Could No.10 supply a daily list of which experts can be trusted (like, perhaps, the new Brexiteer-friendly group of businesspeople led by former Brexit Party MEP John Longworth) and which cannot (like the CBI, now being blanked by the Tories for the treasonous act of trying to protect the interests of British companies)?
Sue Richmond, Leeds
John Kampfner in his article suggests that rampant mercantilism and globalisation were invented in the 1980s and that the victims of it are the emerging classes expressing their dissatisfaction at the ballot box 30 years later. Nothing could be further from the truth:
Lancashire's 'King Cotton' depended upon American slaves for planting and harvesting, and we relied on the captive markets of empire to buy our finished products. Those people were the victims of globalisation.

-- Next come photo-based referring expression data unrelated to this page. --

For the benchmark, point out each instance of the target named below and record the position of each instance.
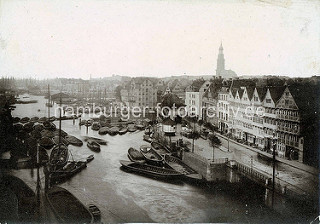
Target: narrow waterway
(128, 197)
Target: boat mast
(60, 122)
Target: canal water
(128, 197)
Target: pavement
(294, 174)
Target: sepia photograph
(159, 111)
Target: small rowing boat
(95, 126)
(131, 128)
(104, 130)
(58, 157)
(67, 172)
(90, 158)
(66, 207)
(46, 143)
(147, 138)
(151, 156)
(56, 140)
(73, 140)
(123, 130)
(93, 145)
(159, 148)
(96, 213)
(179, 166)
(113, 131)
(153, 171)
(98, 140)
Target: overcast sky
(158, 38)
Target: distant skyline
(76, 39)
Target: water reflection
(127, 197)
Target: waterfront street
(294, 177)
(128, 197)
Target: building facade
(140, 92)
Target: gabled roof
(234, 92)
(250, 91)
(276, 92)
(237, 83)
(196, 85)
(241, 91)
(170, 98)
(261, 92)
(168, 121)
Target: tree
(194, 135)
(118, 92)
(214, 141)
(200, 122)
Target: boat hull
(67, 208)
(149, 170)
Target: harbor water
(128, 197)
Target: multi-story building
(177, 87)
(261, 115)
(194, 95)
(140, 92)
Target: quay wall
(209, 169)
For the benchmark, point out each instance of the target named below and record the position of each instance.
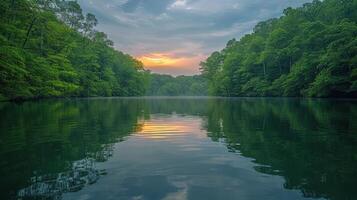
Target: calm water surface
(179, 148)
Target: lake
(179, 148)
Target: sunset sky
(173, 36)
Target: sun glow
(159, 60)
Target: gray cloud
(186, 28)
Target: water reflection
(162, 148)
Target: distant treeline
(166, 85)
(49, 48)
(310, 51)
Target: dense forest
(166, 85)
(310, 51)
(50, 48)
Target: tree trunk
(29, 31)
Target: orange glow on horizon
(159, 60)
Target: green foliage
(166, 85)
(50, 49)
(310, 51)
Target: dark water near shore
(179, 148)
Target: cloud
(185, 29)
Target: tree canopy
(310, 51)
(50, 48)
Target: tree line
(50, 48)
(310, 51)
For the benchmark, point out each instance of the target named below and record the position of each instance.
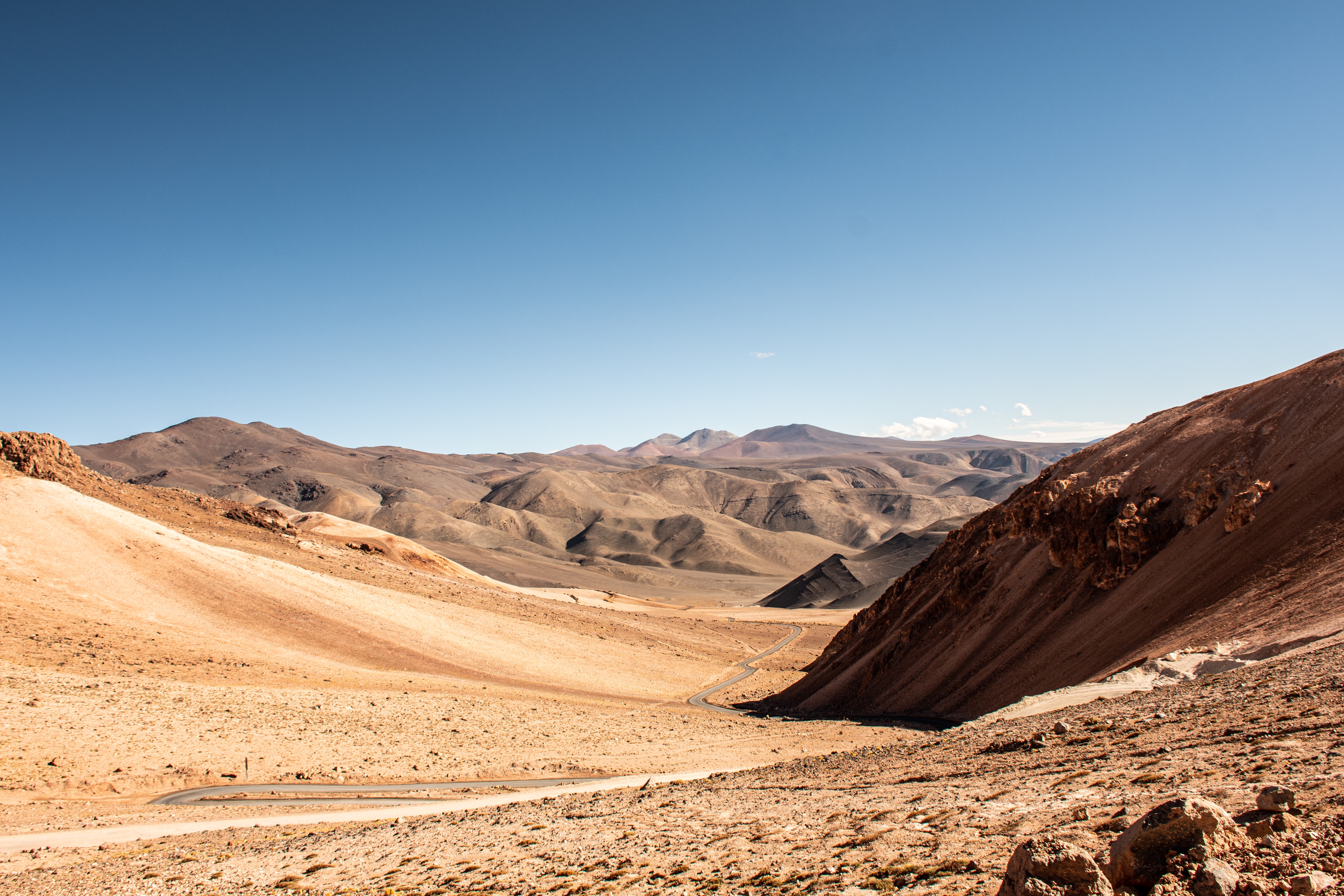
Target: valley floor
(919, 812)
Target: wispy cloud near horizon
(925, 429)
(1065, 430)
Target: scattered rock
(1260, 829)
(1241, 507)
(1050, 867)
(1276, 798)
(1215, 878)
(1311, 883)
(1139, 856)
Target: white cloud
(1065, 430)
(925, 429)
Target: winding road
(217, 796)
(214, 794)
(698, 700)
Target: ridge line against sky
(525, 226)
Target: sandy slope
(111, 566)
(154, 639)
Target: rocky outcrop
(1140, 857)
(1051, 867)
(42, 457)
(1210, 522)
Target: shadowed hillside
(1217, 522)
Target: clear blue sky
(513, 226)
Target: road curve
(698, 700)
(127, 833)
(213, 794)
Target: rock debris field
(919, 812)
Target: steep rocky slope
(1221, 520)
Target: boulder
(1215, 878)
(1139, 856)
(1051, 867)
(1311, 883)
(1276, 798)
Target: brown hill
(663, 527)
(1221, 520)
(854, 582)
(804, 440)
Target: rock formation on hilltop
(1221, 520)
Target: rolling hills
(722, 519)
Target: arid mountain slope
(1221, 520)
(666, 445)
(648, 525)
(840, 582)
(804, 440)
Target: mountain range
(1214, 525)
(722, 519)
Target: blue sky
(513, 226)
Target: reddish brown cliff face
(1221, 520)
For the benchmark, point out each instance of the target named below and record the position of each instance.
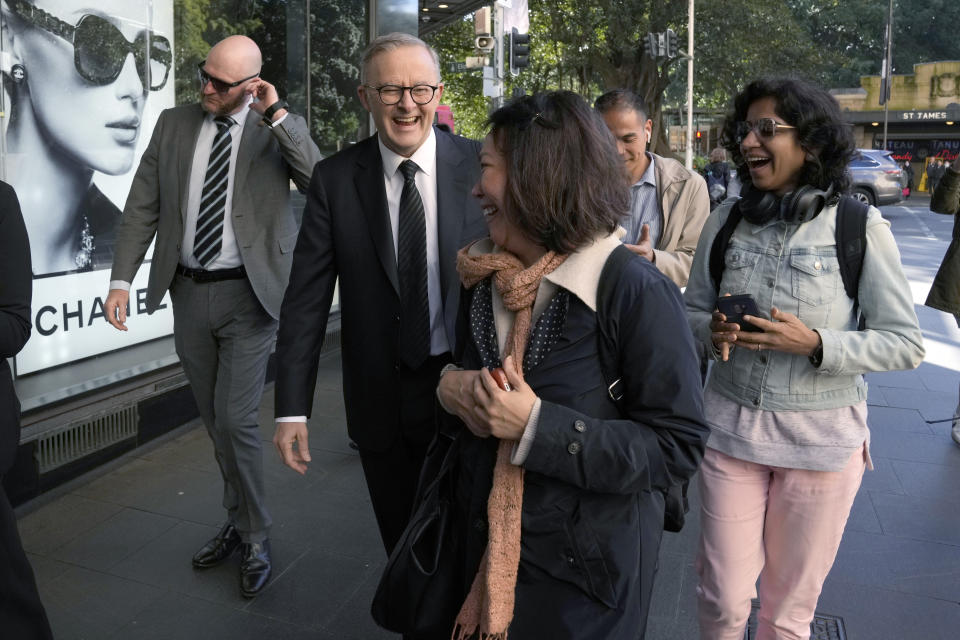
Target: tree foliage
(590, 46)
(336, 30)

The tea on the Cutty Sark was grown and picked by the colonised and oppressed, as were those who gave us cinnamon, pepper, sugar, rubber and chocolate. These were victims of globalisation.
The whale oil harvested at sea in centuries of slaughter serviced a world-wide demand, as reported in Moby Dick. Those poor mammals were the victims of globalisation.

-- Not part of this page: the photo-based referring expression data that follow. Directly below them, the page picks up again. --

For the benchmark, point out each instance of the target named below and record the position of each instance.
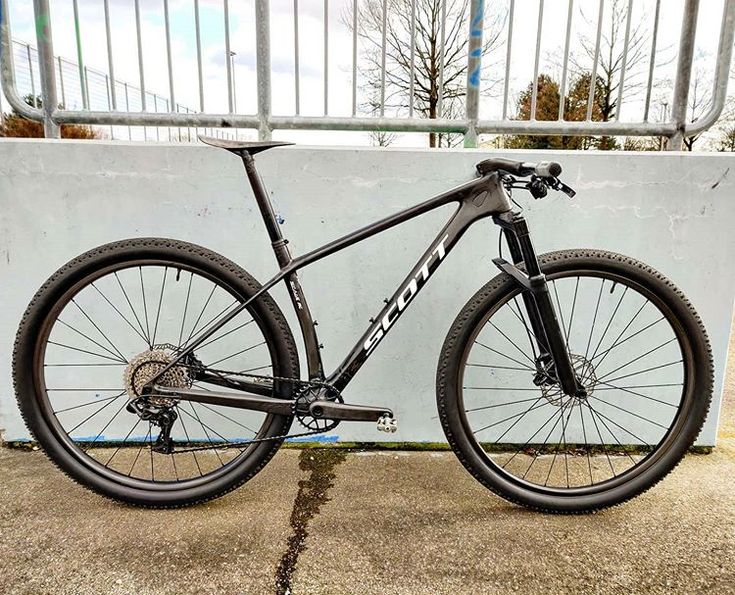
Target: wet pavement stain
(320, 464)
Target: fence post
(683, 74)
(474, 68)
(263, 67)
(46, 66)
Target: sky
(311, 52)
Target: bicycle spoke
(637, 358)
(237, 353)
(186, 307)
(628, 412)
(188, 440)
(199, 318)
(114, 359)
(145, 305)
(609, 322)
(506, 356)
(609, 386)
(115, 352)
(594, 320)
(135, 314)
(501, 405)
(228, 418)
(130, 324)
(584, 437)
(646, 370)
(125, 440)
(160, 302)
(87, 404)
(512, 343)
(105, 406)
(206, 433)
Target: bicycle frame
(478, 199)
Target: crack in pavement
(312, 493)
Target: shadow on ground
(373, 522)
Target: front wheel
(639, 349)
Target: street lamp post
(234, 86)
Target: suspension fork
(545, 325)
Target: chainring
(305, 398)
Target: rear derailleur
(162, 416)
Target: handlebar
(544, 169)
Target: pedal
(388, 424)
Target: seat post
(261, 197)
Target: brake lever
(557, 184)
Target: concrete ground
(327, 521)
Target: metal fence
(88, 88)
(466, 120)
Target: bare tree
(612, 55)
(700, 99)
(433, 86)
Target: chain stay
(301, 383)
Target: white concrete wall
(57, 199)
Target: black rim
(631, 354)
(148, 304)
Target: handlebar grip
(516, 168)
(548, 169)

Beef from Argentina, ivory from the Congo, the inhabitants of Tasmania who died to make room for sheep - all these and many more were victims of globalisation and all in the 19th century.
Pancake Day - is lemon and sugar a timeless British tradition? In February there isn't a ripe lemon on this side of the planet, nor any ripe sugar cane, and yet we have never known it not to be available (wartime aside maybe).
We are the beneficiaries of globalisation and long have been.
Chris Lee, Melbourne, Derbyshire
I do wonder if the much-desired continuous economic growth around the world can realistically be expected to continue unbroken?
It is true that population growth can help economic growth, but I still consider it improbable that economic growth can continue unchecked. Where does all that extra wealth come from?
So, if I am right, periods of no growth or even decline are inevitable.